バンガロール・ウォッチ・カンパニー(Bangalore Watch Company)が、環境配慮型の新作「ペニンシュラ・カーボン(Peninsula Carbon)」を発表しました。最大の特徴は、回収したカーボン素材をダイアル(文字盤)に採用した点です。ラグジュアリーウォッチの世界でも持続可能性への取り組みが広がっており、この新作はその象徴的な存在となっています。
廃棄物から生まれる洗練されたダイアル
ペニンシュラ・カーボンのダイアルは、産業廃棄物や使用済み素材から回収されたカーボンを活用して製造されています。単なるエコ対応ではなく、このプロセスを通じて独特の視覚的表情が生まれているのです。カーボンの質感を活かしたダイアルは、スポーティでありながらも上質な仕上がりを実現。1960年代のデザイン精神を現代的に解釈するというブランドのアプローチと相まって、時代性と環境への責任感が融合した時計となっています。
トラッドと革新が共存するデザイン
バンガロール・ウォッチ・カンパニーは、ドイツの老舗マニュファクチュア・グラスヒュッテ・オリジナル(Glashütte Original)のシックスティーズ・アニュアル・エディション(Sixties Annual Editions)で知られるように、色彩と質感でブランドの個性を表現してきました。
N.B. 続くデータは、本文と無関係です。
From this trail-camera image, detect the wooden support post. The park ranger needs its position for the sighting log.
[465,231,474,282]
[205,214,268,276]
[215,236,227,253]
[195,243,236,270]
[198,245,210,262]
鮮やかなグリーンから炎のようなオレンジのグラデーション、グレーシャーブルーへと進化してきたダイアルの系譜に、ペニンシュラ・カーボンは新たな章を加える存在です。環境への配慮がブランド価値を高める時代において、廃棄物を美しい時計へと昇華させる取り組みは、ファッション性と倫理性の両立を求める現代の大人への強いメッセージとなっています。